Most health policy experts have said that this is an outdated and ineffective way of supplying medical services to Medicaid patients. In fact, the fee-for-service model only supplies 30 percent of Medicaid enrollees in Virginia, or primarily the disabled elderly.
The idea is to designate a primary care provider to each enrollee, and to rely more on preventative medical care.
Under the fee-for-service model, patients might visit different doctors over the course of an ailment. Under an MCO, patients would visit a single doctor who would be in charge of maintaining the quality of care for that individual. (Patients can still choose who they visit, but there is more guidance in terms of coordinating the care they receive.) Additionally, as mentioned above, the standard line of reasoning for providing coverage was that having access to preventative care would go a long way to the future costs of more severe medical ailments.
So why exactly does this end up saving money? Even if you’re expanding insurance across a larger pool of people, aren’t you paying for more services with or without the help of Managed Care Organizations?
To answer that question, we have to look at how hospitals are compensated for the services they provide.
Before the Affordable Care Act, hospitals received a chunk of money from the federal government that helped cover the services they were providing to uninsured patients.
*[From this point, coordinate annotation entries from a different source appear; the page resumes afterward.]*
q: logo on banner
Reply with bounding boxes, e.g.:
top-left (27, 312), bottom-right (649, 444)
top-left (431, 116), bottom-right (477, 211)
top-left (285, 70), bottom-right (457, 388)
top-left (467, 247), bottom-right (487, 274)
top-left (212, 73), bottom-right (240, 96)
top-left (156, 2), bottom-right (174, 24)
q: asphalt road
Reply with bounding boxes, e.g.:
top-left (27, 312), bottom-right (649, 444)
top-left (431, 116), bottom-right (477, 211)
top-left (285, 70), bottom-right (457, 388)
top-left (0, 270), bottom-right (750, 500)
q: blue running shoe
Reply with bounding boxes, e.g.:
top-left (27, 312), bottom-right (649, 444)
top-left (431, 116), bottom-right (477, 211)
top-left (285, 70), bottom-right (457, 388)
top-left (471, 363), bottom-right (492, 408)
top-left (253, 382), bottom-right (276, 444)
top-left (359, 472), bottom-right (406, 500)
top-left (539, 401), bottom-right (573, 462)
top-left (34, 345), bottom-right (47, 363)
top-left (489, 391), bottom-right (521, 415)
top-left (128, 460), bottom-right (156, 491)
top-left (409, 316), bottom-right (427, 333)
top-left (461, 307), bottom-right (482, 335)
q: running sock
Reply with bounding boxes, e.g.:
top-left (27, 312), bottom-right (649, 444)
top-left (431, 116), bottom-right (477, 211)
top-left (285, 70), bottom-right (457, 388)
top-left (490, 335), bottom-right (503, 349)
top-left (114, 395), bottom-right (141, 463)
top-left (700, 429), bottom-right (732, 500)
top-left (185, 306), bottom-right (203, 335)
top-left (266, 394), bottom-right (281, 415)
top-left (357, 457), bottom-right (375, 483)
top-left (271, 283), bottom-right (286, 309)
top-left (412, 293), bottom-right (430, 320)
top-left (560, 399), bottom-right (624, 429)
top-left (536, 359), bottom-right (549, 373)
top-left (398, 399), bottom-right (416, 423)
Under the law, if someone with a gunshot wound shows up in an emergency room, the hospital is required to provide him or her with care.
After the ACA was passed, that money, called Disproportionate Share funds, were reallocated to pay for the state’s to expand Medicaid. Politically, this has created a problem in Virginia, because if the state decides not to expand Medicaid, hospitals won’t be compensated for the services they provide to uninsured patients.
When people say that expanding Medicaid will save Virginia money, they are largely saying that state is throwing away money that’s needed to help pay for the uninsured. If Virginians have already been taxed, why not use those funds to benefit the state’s population, rather then letting it go to finance some other state’s Medicaid program.
Why expansion will cost Virginia
Under the ACA, the federal government has agreed to finance 100 percent of Medicaid expansion during the first year it is implemented, then taper down to 90 percent for the first three years.
Opponents of Medicaid expansion most frequently say that the federal government can’t be trusted to contribute the necessary funds for expansion.
“Any arguments for the long-term economic viability of this expansion lean heavily on promises from the federal government, and those promises are of tenuous value at best,” Del. David LaRock (R-Loudoun) recently told the Washington Post.
Distrust is based on a couple of examples. Some legislators cite the handling of the exchange website, HealthCare.gov, that faced considerable technical challenges last year. Additionally, with budget discussions on the federal level are still piece-meal affairs.
So what happens if they expand Medicaid and then federal government doesn’t come through?
And in general, some are skeptical that while Managed Care Organizations are more effective at controlling costs, they still won’t address the rising cost of health care. According to the JLARC study, enrollment in the program grew nearly 51 percent over the last decade, and costs have doubled over the past ten years.
If Medicaid, which already takes up over 20 percent of the state budget, growth in costs would lead to less revenue for other state programs, such as education or transportation.
As of now, House GOP leaders have repeatedly said that they will not agree to any kind of expansion until the program goes through a robust auditing process. On February 10, the House passed that audit, a move that Democrats say is only a tactic to delay expansion.